Cuando el director de seguridad de la información de JP Morgan, Patrick Opet, hizo sonar las alarmas esta semana en las empresas estadounidenses con una carta abierta a la industria para priorizar la seguridad en la cadena de suministro de software, pocas personas escucharon algo que nunca antes habían escuchado. Lo más sorprendente de la noticia fue que procedía del banco más grande de Estados Unidos (por activos) y del banco más grande del mundo (por capitalización bursátil), y las instituciones financieras no suelen ser conocidas por sus declaraciones audaces y rotundas.
Además, la carta de Opet destaca el riesgo particular para sectores más regulados y sensibles, como las finanzas, donde el costo de la quiebra puede alcanzar billones de dólares.
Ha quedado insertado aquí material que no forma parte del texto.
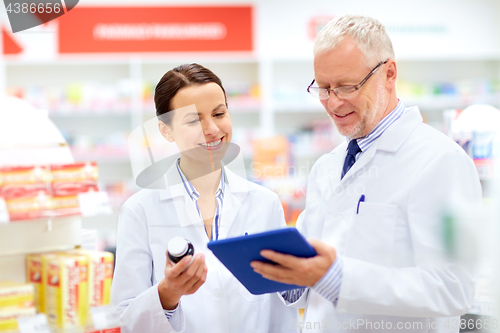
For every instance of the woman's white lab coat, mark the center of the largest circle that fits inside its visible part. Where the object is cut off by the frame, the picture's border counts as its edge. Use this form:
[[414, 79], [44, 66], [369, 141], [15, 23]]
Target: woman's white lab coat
[[150, 218]]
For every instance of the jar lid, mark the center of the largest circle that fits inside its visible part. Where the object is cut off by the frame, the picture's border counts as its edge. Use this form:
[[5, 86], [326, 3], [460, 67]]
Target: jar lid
[[177, 246]]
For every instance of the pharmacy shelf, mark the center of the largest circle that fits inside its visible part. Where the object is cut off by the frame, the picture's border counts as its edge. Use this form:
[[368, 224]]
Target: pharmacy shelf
[[33, 236]]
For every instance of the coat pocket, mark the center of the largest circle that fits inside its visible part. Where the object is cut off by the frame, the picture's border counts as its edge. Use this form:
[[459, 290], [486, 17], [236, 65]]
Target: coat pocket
[[249, 296], [371, 234]]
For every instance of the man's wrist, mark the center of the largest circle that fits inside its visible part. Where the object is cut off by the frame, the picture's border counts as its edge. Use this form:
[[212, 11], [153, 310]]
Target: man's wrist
[[167, 302]]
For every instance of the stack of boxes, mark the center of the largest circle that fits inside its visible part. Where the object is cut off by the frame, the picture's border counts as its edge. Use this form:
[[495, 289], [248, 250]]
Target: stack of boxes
[[16, 300], [68, 284], [32, 192]]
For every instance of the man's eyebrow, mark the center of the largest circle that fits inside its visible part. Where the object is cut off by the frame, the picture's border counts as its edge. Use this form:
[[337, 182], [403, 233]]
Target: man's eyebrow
[[191, 114], [218, 107]]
El informe del costo de una filtración de datos de IBM 2024 encontró que el costo medio global de una sola filtración en la industria financiera fue de 6.08 millones USD, solo superado por el costo de las filtraciones en la industria de la salud a 9.77 millones USD.
“La conveniencia ya no puede superar al control”, dijo Opet en su publicación de LinkedIn, por lo que pidió a los proveedores de software de terceros, líderes de seguridad y a la comunidad tecnológica en general que analicemos más de cerca los “puntos únicos de falla” que pueden llevar a “consecuencias potencialmente catastróficas en todo el sistema”.
Esta “conveniencia” puede parecer un sistema perfectamente integrado de datos y procesos que se actualizan sin retrasos ni interacción manual, lo cual es indiscutiblemente un objetivo para las empresas. Sin embargo, como advierte Nataraj Nagaratnam, Director de tecnología de IBM para la seguridad e infraestructura de IA, “a medida que los agentes de IA popularizan un uso más autónomo de la IA, por ejemplo, es más importante que nunca garantizar que las medidas de seguridad empresarial coincidan con el riesgo que conllevan estas innovaciones”.
Nagaratnam habló con IBM Think desde el recinto del evento RSA en Santo Francisco, donde se unió a 40 000 profesionales de la seguridad en uno de los mayores eventos de ciberseguridad del año. La carta de Opet fue el tema del día, generando debate y un reconocimiento de que se trataba de un llamado a las armas para crear estándares en toda la industria y una forma de medir el cumplimiento de ellos.
En estos primeros días, el jurado está deliberando sobre cuáles deberían ser exactamente estos estándares y medidas. Pero lo que está en juego no podría ser más importante. Un ejemplo: el ataque de ransomware al proveedor de software CDK Global, que ofrece servicios de software a las industrias del automóvil, costó a los concesionarios de autos más de 1.000 millones de dólares en conjunto, según una estimación de Anderson Economic Group, una consultora de East Lansing, MI. Como dijo Opet: "La búsqueda de participación en el mercado a expensas de la seguridad expone a ecosistemas de clientes completos a un riesgo significativo y dará como resultado una situación insostenible para el sistema económico".
¿Qué podemos sacar inmediatamente de esto? Los expertos de IBM escucharon tres llamadas a la acción de la carta de Opet y el debate circundante:
También aparecen casi cada semana nuevas herramientas de las industrias para ayudar a las compañías con la gobernanza y el cumplimiento normativo. Ayer mismo, por ejemplo, Credo AI, una plataforma de Gobernanza de la IA, e IBM colaboraron para lanzar watsonx.governance Compliance Accelerator, que ayuda a los propietarios de caso de uso de IA y a los oficiales de cumplimiento a cumplir con diversas regulaciones de una manera más rápida y automatizada.
Hacer que los líderes empresariales individuales sean responsables de la tecnología que utilizan contribuiría en gran medida a mejorar la seguridad, dice Nagarajan de IBM. "Cuando responsabiliza a los líderes empresariales por la tecnología que utilizan, cómo se gestiona, con qué propósito, cómo se mantiene segura, eso mejorará automáticamente la seguridad".